1. ¹Uppsala University Centre for Clinical Research, Central Hospital, Västerås, Sweden
2. ²Laboratory of Neurogenetics, NIH/NIAAA, Rockville, MD, USA
3. ³Laboratory of Clinical and Translational Studies, NIH/NIAAA, Poolesville, MD, USA
4. ⁴Department of Psychiatry, University of Cape Town, Cape Town, South Africa
5. ⁵Department of Psychiatry, University of Pisa, Pisa, Italy
6. ⁶Department of Psychiatry, University of Helsinki School of Medicine, Helsinki, Finland

Correspondence: Dr RL Sjöberg, Laboratory for Neurogenetics, NIH/NIAAA, 5625 Fishers Lane, Rockville, MD 20852, USA. Tel: +1 301 443 3242; Fax: +1 301 480 2839; E-mail: sjobergr@mail.nih.gov

⁷These authors contributed equally to this work.
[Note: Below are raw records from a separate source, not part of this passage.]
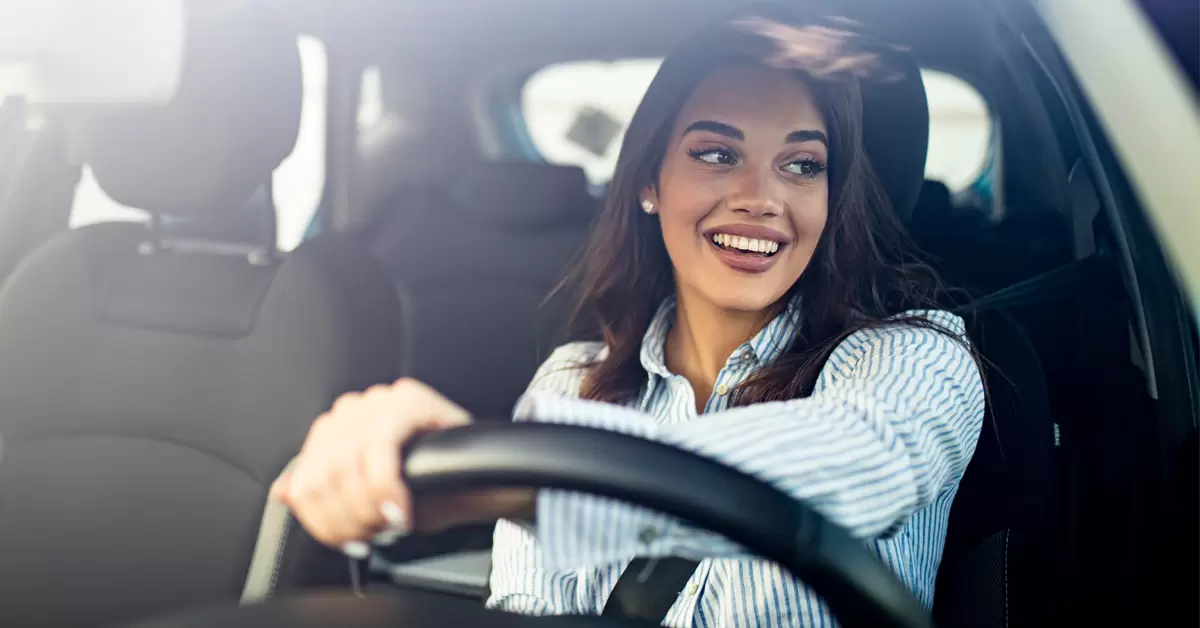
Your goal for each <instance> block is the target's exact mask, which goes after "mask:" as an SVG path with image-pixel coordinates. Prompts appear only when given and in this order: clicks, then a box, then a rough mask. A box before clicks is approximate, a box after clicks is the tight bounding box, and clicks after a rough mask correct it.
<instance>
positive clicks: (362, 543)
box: [342, 540, 371, 561]
mask: <svg viewBox="0 0 1200 628" xmlns="http://www.w3.org/2000/svg"><path fill="white" fill-rule="evenodd" d="M342 554H344V555H347V556H349V557H350V558H354V560H355V561H365V560H367V557H368V556H371V546H370V545H367V544H366V543H362V542H361V540H352V542H348V543H346V544H343V545H342Z"/></svg>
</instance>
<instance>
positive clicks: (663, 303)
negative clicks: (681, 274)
mask: <svg viewBox="0 0 1200 628" xmlns="http://www.w3.org/2000/svg"><path fill="white" fill-rule="evenodd" d="M674 316H676V299H674V297H667V298H666V299H665V300H664V301H662V304H661V305H660V306H659V311H658V312H656V313H655V315H654V319H653V321H650V327H649V328H648V329H647V330H646V335H644V336H643V337H642V352H641V361H642V367H643V369H646V372H648V373H650V375H658V376H660V377H671V375H673V373H672V372H671V371H670V370H667V363H666V343H667V333H668V331H671V325H673V324H674ZM802 321H803V315H802V311H800V295H799V294H796V295H794V297H792V298H791V299H790V300H788V301H787V309H785V310H784V311H782V312H780V313H779V316H776V317H775V318H773V319H772V321H770V322H769V323H767V327H764V328H762V330H761V331H758V333H757V334H755V336H754V337H752V339H750V340H749V341H746V342H745V343H743V345H742V346H740V347H738V349H737V352H734V354H733V355H732V357H731V358H730V360H731V361H733V360H737V359H746V358H750V357H752V358H754V359H755V360H757V361H760V363H770V361H774V360H775V359H778V358H779V357H780V355H782V354H784V352H785V351H787V347H790V346H791V345H792V341H793V340H794V339H796V335H797V334H798V333H799V330H800V322H802Z"/></svg>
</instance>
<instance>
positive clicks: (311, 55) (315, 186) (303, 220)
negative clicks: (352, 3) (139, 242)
mask: <svg viewBox="0 0 1200 628" xmlns="http://www.w3.org/2000/svg"><path fill="white" fill-rule="evenodd" d="M296 46H298V47H299V49H300V64H301V72H302V77H304V102H302V106H301V112H300V134H299V137H298V139H296V145H295V149H294V150H293V151H292V154H290V155H288V157H287V159H284V160H283V162H282V163H280V166H278V168H276V169H275V173H274V175H272V178H271V187H272V191H274V197H275V207H276V215H277V229H278V239H277V244H278V247H280V249H281V250H283V251H290V250H292V249H295V247H296V245H299V244H300V240H302V239H304V234H305V232H306V231H307V227H308V222H310V221H311V220H312V216H313V214H316V211H317V207H318V205H319V204H320V197H322V195H323V193H324V187H325V100H326V94H328V92H326V72H328V59H326V55H325V46H324V44H323V43H322V42H320V40H317V38H314V37H310V36H305V35H302V36H300V37H298V40H296ZM143 220H146V213H145V211H143V210H140V209H136V208H128V207H124V205H121V204H119V203H116V202H115V201H113V199H112V198H109V197H108V195H106V193H104V191H103V189H101V187H100V185H98V184H97V183H96V179H95V177H92V173H91V169H90V168H88V166H86V165H84V168H83V178H82V179H80V181H79V185H78V186H77V187H76V195H74V201H73V204H72V208H71V227H80V226H84V225H92V223H96V222H110V221H143Z"/></svg>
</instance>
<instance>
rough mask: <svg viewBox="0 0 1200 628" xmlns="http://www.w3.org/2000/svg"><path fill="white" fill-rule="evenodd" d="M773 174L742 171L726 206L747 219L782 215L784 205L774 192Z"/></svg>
mask: <svg viewBox="0 0 1200 628" xmlns="http://www.w3.org/2000/svg"><path fill="white" fill-rule="evenodd" d="M775 184H776V181H775V177H774V173H766V174H763V173H760V172H750V171H749V169H748V171H744V172H743V174H742V177H740V178H739V181H738V185H737V189H736V191H734V193H733V196H731V197H730V201H728V205H730V209H732V210H733V213H734V214H742V215H744V216H748V217H770V216H778V215H780V214H782V213H784V203H782V201H780V198H779V195H778V193H776V191H775Z"/></svg>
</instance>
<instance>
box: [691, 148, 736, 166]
mask: <svg viewBox="0 0 1200 628" xmlns="http://www.w3.org/2000/svg"><path fill="white" fill-rule="evenodd" d="M688 155H689V156H691V159H694V160H696V161H698V162H701V163H708V165H710V166H733V165H734V163H737V162H738V156H737V155H736V154H734V152H733V151H732V150H730V149H725V148H707V149H696V150H691V151H689V152H688Z"/></svg>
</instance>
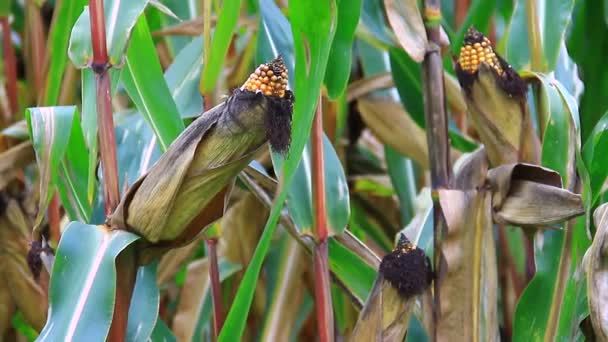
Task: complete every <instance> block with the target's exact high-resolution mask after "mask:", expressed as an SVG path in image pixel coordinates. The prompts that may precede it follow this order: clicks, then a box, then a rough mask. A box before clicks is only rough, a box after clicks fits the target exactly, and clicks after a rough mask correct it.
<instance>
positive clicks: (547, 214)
mask: <svg viewBox="0 0 608 342" xmlns="http://www.w3.org/2000/svg"><path fill="white" fill-rule="evenodd" d="M488 181H489V184H490V186H491V188H492V192H493V193H492V209H493V212H494V220H495V221H496V222H499V223H505V224H512V225H519V226H531V225H550V224H554V223H558V222H562V221H565V220H567V219H570V218H572V217H575V216H578V215H581V214H583V213H584V208H583V202H582V199H581V196H580V195H578V194H575V193H572V192H570V191H568V190H566V189H563V188H562V182H561V177H560V176H559V174H558V173H557V172H555V171H552V170H549V169H546V168H543V167H540V166H536V165H531V164H509V165H503V166H501V167H498V168H495V169H492V170H490V171H489V172H488Z"/></svg>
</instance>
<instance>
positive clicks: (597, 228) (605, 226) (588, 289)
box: [586, 204, 608, 341]
mask: <svg viewBox="0 0 608 342" xmlns="http://www.w3.org/2000/svg"><path fill="white" fill-rule="evenodd" d="M593 218H594V221H595V226H596V227H597V231H596V232H595V237H594V238H593V242H592V243H591V248H590V249H589V251H588V252H587V256H586V257H587V258H588V259H587V261H588V269H587V299H588V301H589V314H590V317H591V323H592V325H593V329H594V330H595V335H596V337H597V340H598V341H606V340H608V204H603V205H601V206H600V207H598V208H597V209H596V210H595V213H594V214H593Z"/></svg>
Received 13 December 2006; Revised 6 March 2007; Accepted 9 March 2007; Published online 11 April 2007.

Abstract

A functional VNTR polymorphism in the promoter of the monoamine oxidase A gene (MAOA-LPR) has previously been shown to be an important predictor of antisocial behavior in men. Testosterone analogues are known to interact with the MAOA promoter in vitro to influence gene transcription as well as in vivo to influence CSF levels of the MAO metabolite 3-methoxy-4-hydroxyphenylglycol (MHPG) in human males. We examined the possible joint effects of testosterone (measured in CSF) and MAOA-LPR genotype on antisocial personality disorder and scores on the Brown–Goodwin Aggression scale in 95 unrelated male criminal alcoholics and 45 controls. The results confirm that MAOA genotype and CSF testosterone interact to predict antisocial behaviors. The MAOA/testosterone interaction also predicted low levels of CSF MHPG, which tentatively suggests the possibility that the interaction may be mediated by a direct effect on gene transcription. If replicated these findings offer plausible explanations for previous inconsistencies in studies of the relationship between testosterone and male human aggression, as well as for how MAOA genotype may influence aggressive behavior in human males.